Programming Forums

Programming Forums (http://www.programmingforums.org/forumindex.php)
-   Assembly (http://www.programmingforums.org/forum20.html)
-   -   Which is faster? (http://www.programmingforums.org/showthread.php?t=10042)

rsnd May 29th, 2006 6:59 AM

Which is faster?
 
Well...I know I am good at making stupid and "obvious" posts and I love making them. This is probably one of them.


Well, which is faster?

Old fashoned C "memcopy" and StrCpyN etc which probably uses its superb algorithems or whatever.

Or

inline assembly: Unaligned "rep movsb" copying in 32 bit pentium 3 or whatever

Tutorials and docs I read totally scares me...they go like "500 * ecx * extra couple of thousand for unaligned * couple of hundreds more if its "byte" " or something clock cycles(yeah exaggerated) :S

DaWei May 29th, 2006 7:08 AM

Which is faster? A car going east or a car going west? Library functions in C are all over the place, depending on who wrote them. The best simple ones like copies are almost always written in assembler, but some aren't. Some copy or compare functions will copy bytes until they hit an even boundary, then copy entire words. The only difference between those functions and pure assembly is the wrapper overhead. A person familiar with assembler could drop into in-line and whup his own C-writing ass but it would be problematic as to whether or not his assembler would whup a true expert.

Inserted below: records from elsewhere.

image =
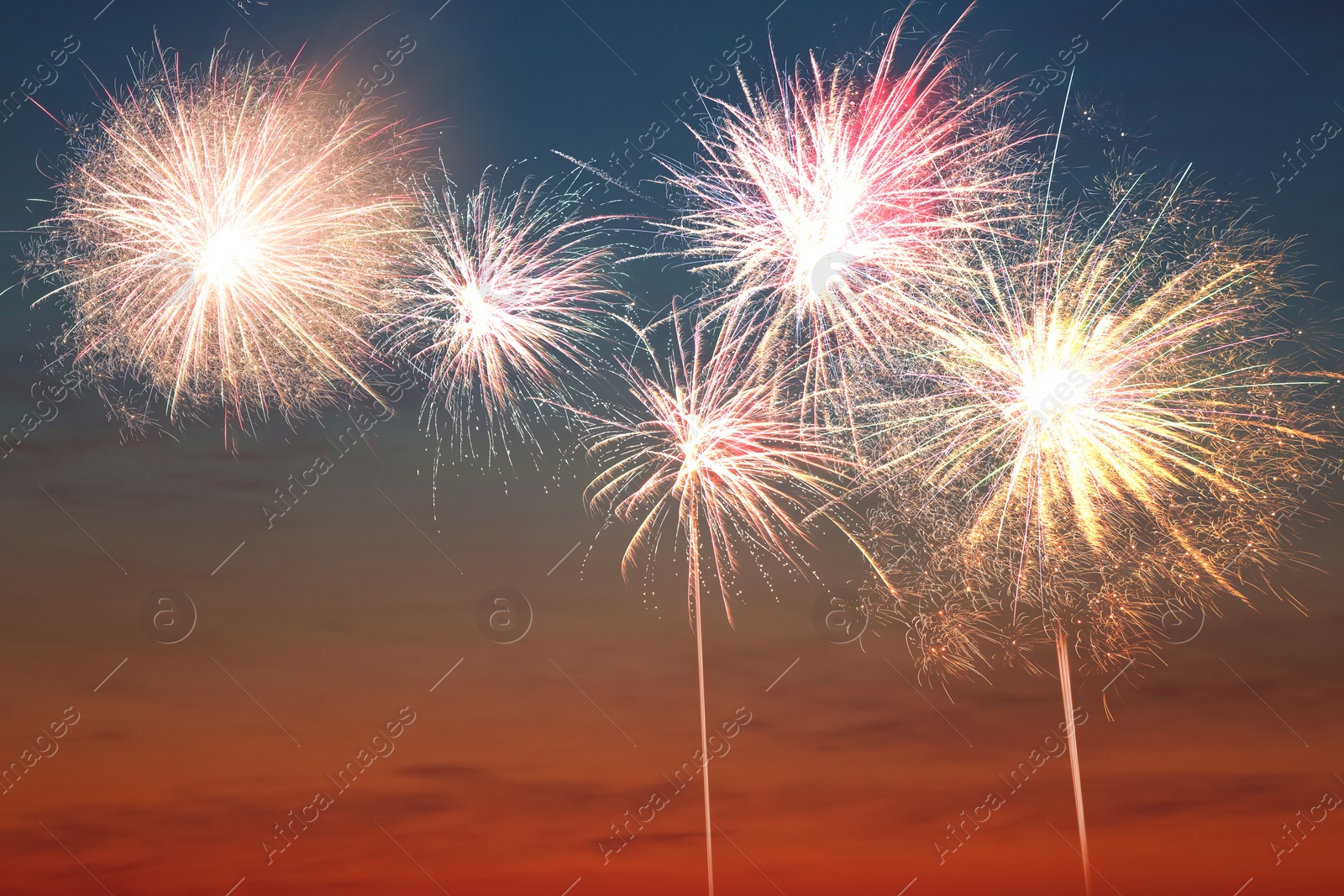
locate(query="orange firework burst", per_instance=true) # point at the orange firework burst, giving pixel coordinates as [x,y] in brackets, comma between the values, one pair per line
[508,291]
[223,235]
[709,449]
[813,194]
[1100,419]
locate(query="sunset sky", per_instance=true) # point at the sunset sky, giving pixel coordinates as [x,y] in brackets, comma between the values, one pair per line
[358,607]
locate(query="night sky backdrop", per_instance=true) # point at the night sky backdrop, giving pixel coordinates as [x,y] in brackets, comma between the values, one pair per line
[340,620]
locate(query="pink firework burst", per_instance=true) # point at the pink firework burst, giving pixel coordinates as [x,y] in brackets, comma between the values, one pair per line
[813,195]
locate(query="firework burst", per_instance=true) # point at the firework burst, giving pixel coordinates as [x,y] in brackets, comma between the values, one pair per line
[815,192]
[222,237]
[705,449]
[508,291]
[1102,421]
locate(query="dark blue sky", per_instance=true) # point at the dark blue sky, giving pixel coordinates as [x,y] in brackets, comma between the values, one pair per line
[1225,85]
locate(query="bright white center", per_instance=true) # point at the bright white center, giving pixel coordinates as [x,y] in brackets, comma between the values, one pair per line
[1053,392]
[228,254]
[481,309]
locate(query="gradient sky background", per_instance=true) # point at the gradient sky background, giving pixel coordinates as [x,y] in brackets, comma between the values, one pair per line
[319,631]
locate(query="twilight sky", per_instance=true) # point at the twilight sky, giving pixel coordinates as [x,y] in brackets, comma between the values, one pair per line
[320,634]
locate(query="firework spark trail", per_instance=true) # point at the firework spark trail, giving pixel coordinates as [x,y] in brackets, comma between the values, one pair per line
[1066,687]
[1102,419]
[824,187]
[711,449]
[508,289]
[223,234]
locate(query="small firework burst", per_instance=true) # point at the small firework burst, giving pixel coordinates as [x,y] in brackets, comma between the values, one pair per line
[508,291]
[707,450]
[222,237]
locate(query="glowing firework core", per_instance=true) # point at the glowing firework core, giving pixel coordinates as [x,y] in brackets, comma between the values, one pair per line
[228,255]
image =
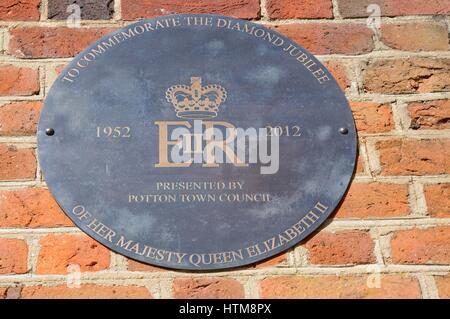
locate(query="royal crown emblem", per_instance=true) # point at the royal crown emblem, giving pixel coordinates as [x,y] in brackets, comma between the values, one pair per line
[196,101]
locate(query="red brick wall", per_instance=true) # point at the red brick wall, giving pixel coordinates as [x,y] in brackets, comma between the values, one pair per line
[391,236]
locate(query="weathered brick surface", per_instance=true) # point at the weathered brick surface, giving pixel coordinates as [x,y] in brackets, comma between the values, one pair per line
[87,291]
[136,9]
[430,114]
[201,288]
[19,118]
[328,286]
[438,199]
[21,81]
[47,42]
[339,72]
[30,207]
[59,251]
[359,164]
[443,286]
[342,248]
[89,9]
[273,261]
[294,9]
[407,75]
[409,59]
[372,117]
[137,266]
[19,10]
[13,256]
[330,38]
[390,8]
[414,156]
[415,36]
[421,246]
[16,163]
[374,200]
[3,292]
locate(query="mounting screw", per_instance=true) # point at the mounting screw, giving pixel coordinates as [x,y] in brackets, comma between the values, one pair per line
[343,130]
[49,131]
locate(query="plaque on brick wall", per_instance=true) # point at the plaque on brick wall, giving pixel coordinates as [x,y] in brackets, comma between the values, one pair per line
[196,142]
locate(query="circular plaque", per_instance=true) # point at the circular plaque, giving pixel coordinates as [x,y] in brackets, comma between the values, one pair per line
[196,142]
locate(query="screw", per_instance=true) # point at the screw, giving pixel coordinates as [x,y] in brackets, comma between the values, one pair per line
[49,131]
[343,130]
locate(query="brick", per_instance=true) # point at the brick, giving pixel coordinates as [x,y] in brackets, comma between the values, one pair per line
[341,248]
[294,9]
[137,266]
[374,200]
[421,246]
[438,199]
[17,163]
[90,9]
[88,291]
[339,73]
[136,9]
[443,285]
[372,117]
[415,36]
[47,42]
[59,251]
[407,75]
[273,261]
[13,256]
[430,115]
[20,81]
[19,118]
[414,156]
[207,288]
[30,207]
[329,38]
[19,10]
[391,8]
[329,286]
[359,164]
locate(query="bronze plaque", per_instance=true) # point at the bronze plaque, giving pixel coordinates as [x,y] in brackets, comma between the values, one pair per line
[197,142]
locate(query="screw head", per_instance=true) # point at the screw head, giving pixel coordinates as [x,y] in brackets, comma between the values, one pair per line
[343,130]
[49,131]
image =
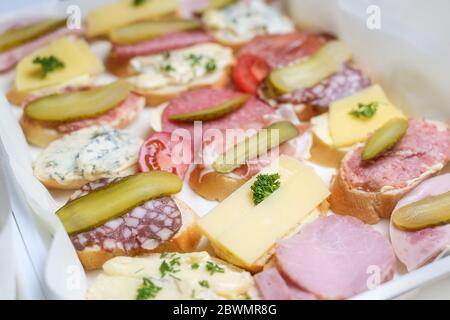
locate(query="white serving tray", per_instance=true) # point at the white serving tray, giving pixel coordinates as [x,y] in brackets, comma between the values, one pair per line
[51,253]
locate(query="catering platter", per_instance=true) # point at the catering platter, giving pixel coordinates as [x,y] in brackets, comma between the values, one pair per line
[213,242]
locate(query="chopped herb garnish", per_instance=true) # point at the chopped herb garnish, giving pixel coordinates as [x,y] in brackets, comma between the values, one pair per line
[169,267]
[214,267]
[365,110]
[167,68]
[195,59]
[148,290]
[264,186]
[175,261]
[211,66]
[48,64]
[138,2]
[194,266]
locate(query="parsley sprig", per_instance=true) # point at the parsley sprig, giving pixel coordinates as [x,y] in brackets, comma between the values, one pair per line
[195,266]
[365,110]
[210,66]
[148,290]
[138,2]
[214,268]
[264,186]
[169,266]
[48,64]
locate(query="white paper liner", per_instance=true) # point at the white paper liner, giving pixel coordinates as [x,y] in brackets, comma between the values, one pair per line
[64,275]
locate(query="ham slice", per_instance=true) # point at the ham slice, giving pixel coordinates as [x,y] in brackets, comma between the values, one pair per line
[335,257]
[167,42]
[273,286]
[10,58]
[417,248]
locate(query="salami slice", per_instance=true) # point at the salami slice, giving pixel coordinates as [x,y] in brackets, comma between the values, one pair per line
[344,83]
[117,117]
[264,53]
[144,227]
[279,50]
[251,115]
[423,146]
[167,42]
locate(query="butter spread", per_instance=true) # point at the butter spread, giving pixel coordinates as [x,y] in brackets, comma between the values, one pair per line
[192,277]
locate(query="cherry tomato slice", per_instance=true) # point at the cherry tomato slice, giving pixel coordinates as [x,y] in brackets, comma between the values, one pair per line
[156,154]
[249,72]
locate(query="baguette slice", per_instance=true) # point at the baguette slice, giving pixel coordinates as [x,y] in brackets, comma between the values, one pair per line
[186,240]
[371,206]
[368,206]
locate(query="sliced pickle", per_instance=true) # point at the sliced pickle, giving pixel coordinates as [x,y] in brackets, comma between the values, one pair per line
[73,106]
[17,36]
[384,138]
[305,74]
[254,146]
[429,212]
[213,112]
[100,206]
[216,5]
[151,29]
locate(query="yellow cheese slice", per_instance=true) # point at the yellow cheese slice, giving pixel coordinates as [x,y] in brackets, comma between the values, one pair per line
[346,130]
[120,13]
[76,55]
[246,232]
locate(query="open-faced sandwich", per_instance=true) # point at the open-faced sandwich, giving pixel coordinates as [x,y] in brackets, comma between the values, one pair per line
[251,119]
[48,118]
[129,216]
[348,122]
[21,37]
[64,64]
[87,155]
[241,21]
[373,177]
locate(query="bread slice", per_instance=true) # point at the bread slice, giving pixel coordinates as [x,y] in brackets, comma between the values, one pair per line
[219,79]
[260,264]
[78,183]
[41,135]
[369,206]
[19,98]
[185,240]
[214,186]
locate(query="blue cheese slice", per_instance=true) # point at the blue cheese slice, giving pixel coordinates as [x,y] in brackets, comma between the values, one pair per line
[88,154]
[245,20]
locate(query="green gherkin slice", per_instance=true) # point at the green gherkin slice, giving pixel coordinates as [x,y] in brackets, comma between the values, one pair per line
[78,105]
[213,112]
[104,204]
[254,146]
[305,74]
[385,138]
[429,212]
[216,5]
[151,29]
[17,36]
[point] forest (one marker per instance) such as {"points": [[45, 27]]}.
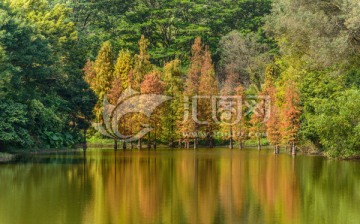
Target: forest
{"points": [[61, 59]]}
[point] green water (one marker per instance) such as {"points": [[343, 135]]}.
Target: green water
{"points": [[207, 186]]}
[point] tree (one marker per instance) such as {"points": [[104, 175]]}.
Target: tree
{"points": [[291, 115], [337, 122], [244, 56], [173, 82], [122, 68], [153, 85], [189, 127], [258, 119], [208, 87], [142, 64], [273, 132], [241, 129], [103, 68]]}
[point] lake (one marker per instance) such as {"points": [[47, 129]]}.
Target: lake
{"points": [[179, 186]]}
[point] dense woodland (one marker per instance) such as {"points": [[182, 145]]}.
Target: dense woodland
{"points": [[59, 60]]}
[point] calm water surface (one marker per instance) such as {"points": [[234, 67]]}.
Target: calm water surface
{"points": [[206, 186]]}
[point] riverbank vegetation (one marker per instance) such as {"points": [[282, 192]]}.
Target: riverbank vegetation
{"points": [[61, 59]]}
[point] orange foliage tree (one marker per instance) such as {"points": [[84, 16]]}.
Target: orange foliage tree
{"points": [[153, 85], [208, 87], [291, 112], [188, 126]]}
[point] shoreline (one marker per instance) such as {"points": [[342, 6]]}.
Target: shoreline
{"points": [[12, 154]]}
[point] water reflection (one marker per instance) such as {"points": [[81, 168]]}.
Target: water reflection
{"points": [[218, 186]]}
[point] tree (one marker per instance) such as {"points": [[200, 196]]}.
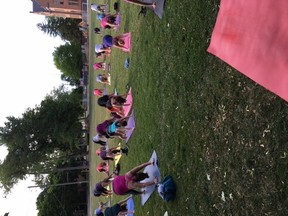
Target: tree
{"points": [[64, 199], [37, 137], [67, 29], [68, 59]]}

I don't know why the speed quibbles 'scare' you. You can move a barrel of apples much faster than you can move them one at a time.

Narue May 29th, 2006 8:22 AM

>Well, which is faster?
I'll answer your question with another question: Why does it matter? If you haven't profiled your code and found the library functions to be a bottleneck, you're doing nothing but spinning your wheels.

rsnd May 29th, 2006 10:47 PM

Well, sometimes I dont trust those library functions. For example...the StrCmpN function...
:

                  mov        edi,edi
                  push        ebp
                  mov        ebp,esp
                  sub        esp,00000018h
                  mov        eax,[L77FCD280]
                  push        esi
                  mov        esi,[ebp+08h]
                  push        edi
                  mov        edi,[ebp+0Ch]
                  mov        [ebp-04h],eax
                  lea        eax,[ebp-18h]
                  push        eax
                  push        00000000h
                  call        [KERNEL32.dll!GetCPInfo]  ; <---- wtf
                  test        eax,eax
                  jz        L77F809D7
                  cmp        byte ptr [ebp-12h],00h
                  jnz        L77F8F358
 L77F809D7:
                  xor        eax,eax
 L77F809D9:
                  push        eax
                  push        [ebp+10h]
                  push        edi
                  push        esi
                  call        SUB_L77F70E8C  ;<-- goes off somewhere
                  mov        ecx,[ebp-04h]
                  pop        edi
                  pop        esi
                  call        SUB_L77F64020 ;<--- again
                  leave  ;<-- never seen this 1 b4 lol
                  retn        000Ch

If I did it in assembly it would have been something like
:

    push esi
    push edi
    push ecx
    mov esi, [esp+16] ;32 bit?
    mov edi, [esp+20]
    mov ecx, [esp+24]
    rep cmpsb
    ;do something tricky to put stuff in eax


    ;pop vals

and thats it. No calling "GetCPInfo" or other stuff. Plain and works.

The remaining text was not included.